MDEV-33772 Bad SEPARATOR value in GROUP_CONCAT on character set conversion

Item_func_group_concat::print() did not take into account that Item_func_group_concat::separator can be of a different character set than the "String *str" (when the printing is being done to). Therefore, printing did not work correctly for: - non-ASCII separators when GROUP_CONCAT is done on 8bit data or multi-byte data with mbminlen==1. - all separators (even including simple ones like comma) when GROUP_CONCAT is done on ucs2/utf16/utf32 data (mbminlen>1). Because of this problem, VIEW definitions did not print correctly to their FRM files. This later led to a wrong SELECT and SHOW CREATE output. Fix: - Adding new String methods: bool append_for_single_quote_using_mb_wc(const char *str, size_t length, CHARSET_INFO *cs); bool append_for_single_quote_opt_convert(const char *str, size_t length, CHARSET_INFO *cs) which perform both escaping and character set conversion at the same time. - Adding a new String method escaped_wc_for_single_quote(), to reuse the code between the old and the new methods. - Fixing Item_func_group_concat::print() to use the new method append_for_single_quote_opt_convert().

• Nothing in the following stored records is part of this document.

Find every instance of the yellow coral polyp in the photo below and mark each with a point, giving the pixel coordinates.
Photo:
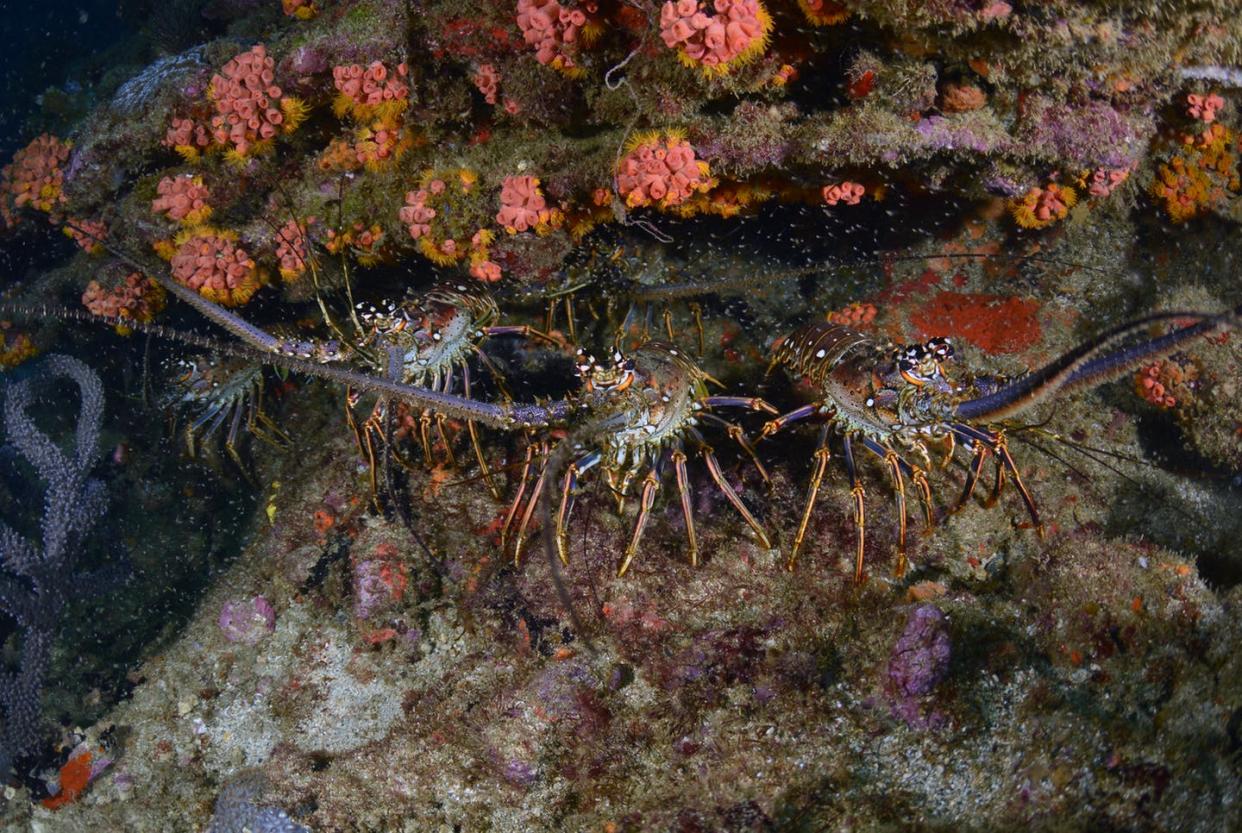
(432, 251)
(296, 112)
(14, 348)
(189, 153)
(1041, 207)
(824, 13)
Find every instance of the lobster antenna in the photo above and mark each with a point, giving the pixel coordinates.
(1083, 365)
(455, 407)
(689, 289)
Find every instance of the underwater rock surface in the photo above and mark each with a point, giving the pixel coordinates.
(339, 605)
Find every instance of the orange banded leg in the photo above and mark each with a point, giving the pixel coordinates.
(530, 510)
(976, 466)
(713, 467)
(524, 330)
(773, 426)
(821, 463)
(650, 486)
(739, 437)
(919, 479)
(475, 443)
(860, 515)
(425, 436)
(896, 468)
(697, 312)
(566, 503)
(1002, 452)
(444, 437)
(517, 500)
(684, 494)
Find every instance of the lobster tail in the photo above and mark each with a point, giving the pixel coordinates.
(1091, 363)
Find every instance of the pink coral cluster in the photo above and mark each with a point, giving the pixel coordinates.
(846, 193)
(188, 138)
(488, 82)
(716, 42)
(523, 205)
(553, 29)
(365, 90)
(137, 297)
(485, 271)
(1204, 107)
(661, 170)
(291, 250)
(380, 143)
(856, 314)
(35, 176)
(1042, 206)
(183, 199)
(1165, 382)
(1106, 180)
(301, 9)
(416, 214)
(87, 234)
(250, 108)
(211, 263)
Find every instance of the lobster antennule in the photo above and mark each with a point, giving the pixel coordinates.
(1088, 365)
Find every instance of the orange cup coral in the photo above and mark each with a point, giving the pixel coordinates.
(210, 262)
(662, 170)
(824, 13)
(524, 207)
(183, 199)
(35, 176)
(1041, 207)
(250, 108)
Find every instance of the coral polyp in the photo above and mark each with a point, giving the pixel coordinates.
(622, 415)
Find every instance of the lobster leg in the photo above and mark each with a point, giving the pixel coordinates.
(821, 463)
(425, 436)
(976, 466)
(566, 502)
(697, 310)
(1002, 452)
(519, 329)
(713, 467)
(650, 486)
(919, 478)
(897, 467)
(530, 510)
(860, 517)
(441, 421)
(899, 488)
(475, 443)
(752, 402)
(739, 437)
(517, 500)
(773, 426)
(684, 493)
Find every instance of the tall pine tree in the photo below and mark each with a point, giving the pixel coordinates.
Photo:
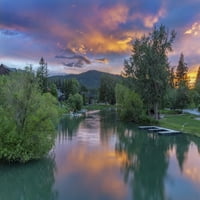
(149, 66)
(197, 82)
(42, 74)
(181, 72)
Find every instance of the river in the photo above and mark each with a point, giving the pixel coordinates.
(101, 158)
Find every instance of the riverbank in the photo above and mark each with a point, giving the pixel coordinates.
(99, 107)
(186, 123)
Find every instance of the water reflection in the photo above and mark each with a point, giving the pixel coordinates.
(88, 173)
(68, 127)
(148, 157)
(32, 181)
(101, 158)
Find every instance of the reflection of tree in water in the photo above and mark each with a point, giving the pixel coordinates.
(182, 146)
(68, 126)
(147, 160)
(30, 181)
(108, 125)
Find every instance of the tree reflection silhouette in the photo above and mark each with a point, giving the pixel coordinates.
(30, 181)
(147, 160)
(68, 126)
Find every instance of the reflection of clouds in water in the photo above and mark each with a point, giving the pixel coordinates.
(192, 166)
(99, 166)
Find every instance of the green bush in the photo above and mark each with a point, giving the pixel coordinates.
(27, 118)
(75, 102)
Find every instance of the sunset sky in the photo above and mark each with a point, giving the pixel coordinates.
(79, 35)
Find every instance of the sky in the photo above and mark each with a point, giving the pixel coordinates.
(75, 36)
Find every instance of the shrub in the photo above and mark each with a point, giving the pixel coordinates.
(75, 102)
(27, 118)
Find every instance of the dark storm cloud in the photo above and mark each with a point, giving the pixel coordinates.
(86, 29)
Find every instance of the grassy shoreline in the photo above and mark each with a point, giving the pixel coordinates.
(186, 123)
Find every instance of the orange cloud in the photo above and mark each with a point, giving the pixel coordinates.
(149, 20)
(112, 17)
(194, 30)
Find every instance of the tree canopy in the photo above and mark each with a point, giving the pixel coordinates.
(149, 66)
(27, 118)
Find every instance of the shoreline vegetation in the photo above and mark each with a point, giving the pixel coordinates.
(31, 102)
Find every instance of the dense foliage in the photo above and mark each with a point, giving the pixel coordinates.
(129, 104)
(107, 89)
(148, 66)
(27, 118)
(75, 102)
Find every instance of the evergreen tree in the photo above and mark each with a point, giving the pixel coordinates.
(181, 72)
(197, 82)
(42, 74)
(172, 78)
(107, 89)
(149, 66)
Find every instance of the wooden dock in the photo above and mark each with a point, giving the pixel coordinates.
(159, 130)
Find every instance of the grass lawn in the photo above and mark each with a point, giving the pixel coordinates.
(182, 122)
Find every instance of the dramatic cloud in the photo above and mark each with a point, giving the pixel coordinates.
(82, 31)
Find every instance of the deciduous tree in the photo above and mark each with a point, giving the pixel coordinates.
(149, 66)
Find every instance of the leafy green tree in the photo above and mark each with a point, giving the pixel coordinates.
(42, 75)
(129, 104)
(107, 89)
(27, 118)
(53, 90)
(182, 96)
(75, 102)
(181, 72)
(172, 78)
(149, 66)
(197, 81)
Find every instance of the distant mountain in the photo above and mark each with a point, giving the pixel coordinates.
(90, 79)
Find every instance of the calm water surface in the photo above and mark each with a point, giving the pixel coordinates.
(100, 158)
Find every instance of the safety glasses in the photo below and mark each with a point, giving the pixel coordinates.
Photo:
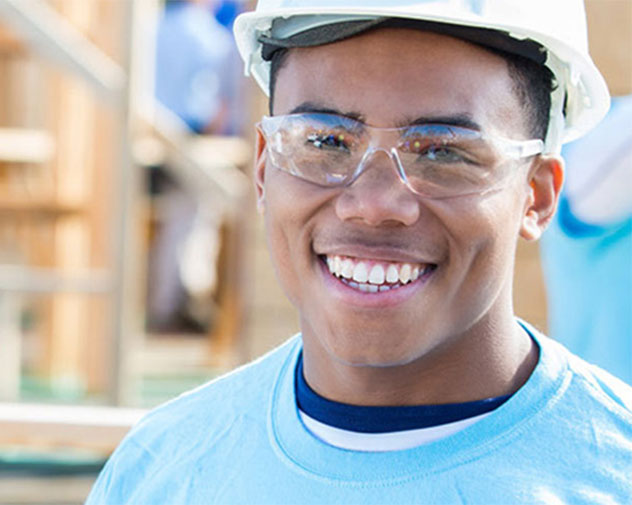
(433, 160)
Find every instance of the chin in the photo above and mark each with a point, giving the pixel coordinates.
(372, 349)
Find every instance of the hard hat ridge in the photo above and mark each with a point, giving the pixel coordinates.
(550, 33)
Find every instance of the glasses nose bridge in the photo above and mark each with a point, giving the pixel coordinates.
(391, 152)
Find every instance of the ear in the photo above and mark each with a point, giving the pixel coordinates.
(545, 183)
(260, 168)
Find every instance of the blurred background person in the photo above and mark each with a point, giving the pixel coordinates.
(587, 250)
(196, 78)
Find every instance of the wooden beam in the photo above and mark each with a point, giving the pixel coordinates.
(20, 145)
(39, 425)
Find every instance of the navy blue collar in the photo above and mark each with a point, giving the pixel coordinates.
(372, 419)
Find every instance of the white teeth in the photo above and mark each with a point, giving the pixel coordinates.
(337, 265)
(377, 275)
(404, 273)
(415, 275)
(347, 269)
(373, 280)
(360, 272)
(392, 275)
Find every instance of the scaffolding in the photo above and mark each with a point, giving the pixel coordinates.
(124, 87)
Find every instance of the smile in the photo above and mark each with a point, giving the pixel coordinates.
(371, 276)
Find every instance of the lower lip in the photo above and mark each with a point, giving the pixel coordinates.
(381, 299)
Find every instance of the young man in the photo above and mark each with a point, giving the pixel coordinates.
(410, 145)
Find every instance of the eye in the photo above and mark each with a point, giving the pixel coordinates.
(329, 141)
(437, 151)
(441, 154)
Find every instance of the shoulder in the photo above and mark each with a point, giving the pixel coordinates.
(246, 389)
(212, 421)
(591, 384)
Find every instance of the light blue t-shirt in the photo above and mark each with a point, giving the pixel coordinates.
(588, 268)
(193, 63)
(564, 437)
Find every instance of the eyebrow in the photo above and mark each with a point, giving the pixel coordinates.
(321, 109)
(461, 120)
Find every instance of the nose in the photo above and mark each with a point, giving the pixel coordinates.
(378, 196)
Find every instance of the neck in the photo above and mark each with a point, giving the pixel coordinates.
(489, 360)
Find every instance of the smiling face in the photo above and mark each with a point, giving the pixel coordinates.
(442, 267)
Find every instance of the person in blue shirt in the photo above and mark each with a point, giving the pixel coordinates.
(587, 251)
(409, 146)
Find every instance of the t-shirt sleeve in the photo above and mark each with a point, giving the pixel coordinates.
(122, 475)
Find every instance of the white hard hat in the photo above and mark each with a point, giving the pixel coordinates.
(578, 103)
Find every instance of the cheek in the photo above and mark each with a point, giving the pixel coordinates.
(290, 213)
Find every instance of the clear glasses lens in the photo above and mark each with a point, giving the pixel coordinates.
(436, 160)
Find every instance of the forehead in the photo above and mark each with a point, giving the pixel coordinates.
(391, 76)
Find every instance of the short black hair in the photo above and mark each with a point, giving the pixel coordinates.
(533, 84)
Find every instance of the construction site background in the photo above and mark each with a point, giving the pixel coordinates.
(80, 133)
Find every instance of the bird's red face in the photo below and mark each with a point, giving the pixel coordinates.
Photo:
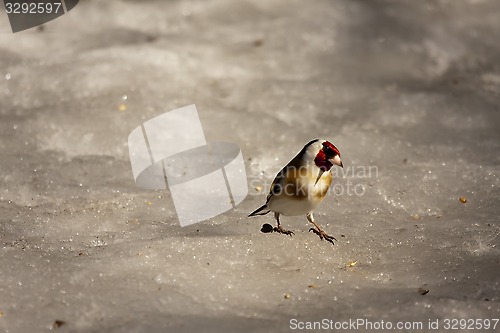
(328, 156)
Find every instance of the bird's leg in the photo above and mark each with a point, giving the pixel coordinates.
(279, 228)
(318, 231)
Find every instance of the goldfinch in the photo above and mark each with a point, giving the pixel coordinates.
(301, 185)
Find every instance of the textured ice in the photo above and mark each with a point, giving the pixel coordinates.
(410, 88)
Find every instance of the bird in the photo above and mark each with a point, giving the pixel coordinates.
(302, 185)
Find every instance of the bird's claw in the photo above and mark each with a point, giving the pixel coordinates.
(323, 235)
(283, 231)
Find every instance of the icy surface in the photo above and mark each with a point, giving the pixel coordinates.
(409, 88)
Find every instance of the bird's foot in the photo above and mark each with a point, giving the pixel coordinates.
(280, 230)
(323, 235)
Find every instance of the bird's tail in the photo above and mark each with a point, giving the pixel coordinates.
(263, 210)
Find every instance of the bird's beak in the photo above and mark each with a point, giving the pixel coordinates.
(336, 160)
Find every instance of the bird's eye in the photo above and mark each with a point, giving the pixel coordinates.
(328, 151)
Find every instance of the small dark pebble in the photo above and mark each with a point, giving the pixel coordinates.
(266, 228)
(423, 291)
(58, 323)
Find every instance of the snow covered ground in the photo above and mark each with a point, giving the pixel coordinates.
(408, 90)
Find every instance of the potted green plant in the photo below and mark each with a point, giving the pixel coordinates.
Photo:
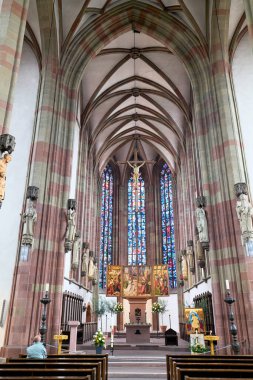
(159, 307)
(99, 341)
(198, 348)
(118, 308)
(100, 308)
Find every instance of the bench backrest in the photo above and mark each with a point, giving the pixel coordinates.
(46, 372)
(181, 373)
(60, 360)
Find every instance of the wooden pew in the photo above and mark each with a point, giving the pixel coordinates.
(199, 373)
(171, 359)
(46, 372)
(100, 357)
(52, 363)
(214, 378)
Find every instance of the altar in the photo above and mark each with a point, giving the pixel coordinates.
(137, 332)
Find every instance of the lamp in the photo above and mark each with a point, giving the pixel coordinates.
(43, 327)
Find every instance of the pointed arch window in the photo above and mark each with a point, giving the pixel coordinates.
(136, 222)
(106, 224)
(167, 216)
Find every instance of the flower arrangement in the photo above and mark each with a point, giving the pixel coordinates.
(198, 348)
(118, 308)
(157, 307)
(99, 339)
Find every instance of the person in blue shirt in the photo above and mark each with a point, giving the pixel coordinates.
(37, 349)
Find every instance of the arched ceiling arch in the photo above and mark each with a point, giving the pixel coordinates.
(134, 61)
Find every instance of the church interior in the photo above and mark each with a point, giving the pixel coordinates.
(126, 170)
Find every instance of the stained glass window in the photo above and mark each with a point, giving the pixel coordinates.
(167, 215)
(106, 225)
(136, 222)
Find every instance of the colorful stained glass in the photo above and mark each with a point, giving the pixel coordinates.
(136, 222)
(167, 215)
(106, 225)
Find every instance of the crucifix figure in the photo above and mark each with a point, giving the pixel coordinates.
(136, 165)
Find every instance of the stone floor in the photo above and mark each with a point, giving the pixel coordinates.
(138, 361)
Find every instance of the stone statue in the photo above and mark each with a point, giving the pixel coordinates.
(95, 275)
(136, 171)
(29, 218)
(190, 259)
(201, 224)
(76, 251)
(184, 268)
(6, 158)
(84, 262)
(71, 229)
(244, 212)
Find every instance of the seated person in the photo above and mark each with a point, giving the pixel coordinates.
(37, 349)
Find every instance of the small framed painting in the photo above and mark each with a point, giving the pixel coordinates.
(114, 281)
(194, 320)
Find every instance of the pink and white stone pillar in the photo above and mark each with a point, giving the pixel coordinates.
(73, 335)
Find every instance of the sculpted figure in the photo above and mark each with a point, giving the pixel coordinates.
(91, 269)
(136, 172)
(244, 212)
(84, 262)
(71, 229)
(29, 218)
(201, 224)
(6, 158)
(190, 258)
(76, 251)
(184, 268)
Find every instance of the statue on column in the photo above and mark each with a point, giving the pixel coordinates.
(29, 217)
(244, 212)
(184, 265)
(71, 225)
(201, 224)
(4, 160)
(85, 259)
(95, 276)
(190, 256)
(91, 266)
(76, 251)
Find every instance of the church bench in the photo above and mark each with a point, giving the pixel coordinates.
(213, 366)
(46, 372)
(215, 378)
(45, 378)
(103, 358)
(200, 373)
(171, 359)
(54, 363)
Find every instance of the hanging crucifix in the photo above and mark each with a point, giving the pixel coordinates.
(136, 165)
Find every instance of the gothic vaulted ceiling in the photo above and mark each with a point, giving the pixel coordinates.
(134, 86)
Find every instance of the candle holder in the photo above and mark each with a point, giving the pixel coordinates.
(43, 327)
(233, 329)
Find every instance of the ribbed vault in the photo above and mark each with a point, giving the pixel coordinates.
(136, 65)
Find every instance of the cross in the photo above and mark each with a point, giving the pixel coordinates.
(136, 165)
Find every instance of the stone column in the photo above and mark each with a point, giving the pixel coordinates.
(227, 258)
(248, 5)
(51, 172)
(73, 335)
(12, 20)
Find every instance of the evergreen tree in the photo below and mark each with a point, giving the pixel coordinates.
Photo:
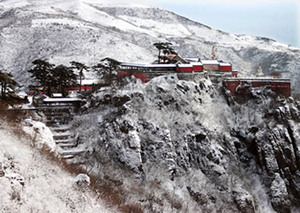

2025-07-29 05:21:33 +03:00 · 2024-03-27 15:22:58 +04:00
parent 58df20974b
commit 0fc123c595
7 changed files with 143 additions and 15 deletions
--- a/sql/sql_string.cc
+++ b/sql/sql_string.cc
@ -1126,26 +1126,45 @@ bool String::append_for_single_quote(const char *st, size_t len)
  int chlen;
  for (; st < end; st++)
  {
-    switch (*st)
+    char ch2= (char) (uchar) escaped_wc_for_single_quote((uchar) *st);
+    if (ch2)
    {
-    case '\\':   APPEND(STRING_WITH_LEN("\\\\")); break;
-    case '\0':   APPEND(STRING_WITH_LEN("\\0")); break;
-    case '\'':   APPEND(STRING_WITH_LEN("\\'")); break;
-    case '\n':   APPEND(STRING_WITH_LEN("\\n")); break;
-    case '\r':   APPEND(STRING_WITH_LEN("\\r")); break;
-    case '\032': APPEND(STRING_WITH_LEN("\\Z")); break;
-    default:     if ((chlen=charset()->charlen(st, end)) > 0)
-                 {
-                   APPEND(st, chlen);
-                   st+= chlen-1;
-                 }
-                 else
-                   APPEND(*st);
+      if (append('\\') || append(ch2))
+        return true;
+      continue;
    }
+    if ((chlen= charset()->charlen(st, end)) > 0)
+    {
+     APPEND(st, chlen);
+      st+= chlen-1;
+    }
+    else
+      APPEND(*st);
  }
  return 0;
 }

+
+bool String::append_for_single_quote_using_mb_wc(const char *src,
+                                                 size_t length,
+                                                 CHARSET_INFO *cs)
+{
+  DBUG_ASSERT(&my_charset_bin != charset());
+  DBUG_ASSERT(&my_charset_bin != cs);
+  const uchar *str= (const uchar *) src;
+  const uchar *end= (const uchar *) src + length;
+  int chlen;
+  my_wc_t wc;
+  for ( ; (chlen= cs->cset->mb_wc(cs, &wc, str, end)) > 0; str+= chlen)
+  {
+    my_wc_t wc2= escaped_wc_for_single_quote(wc);
+    if (wc2 ? (append_wc('\\') || append_wc(wc2)) : append_wc(wc))
+      return true;
+  }
+  return false;
+}
+
+
 void String::print(String *str) const
 {
  str->append_for_single_quote(Ptr, str_length);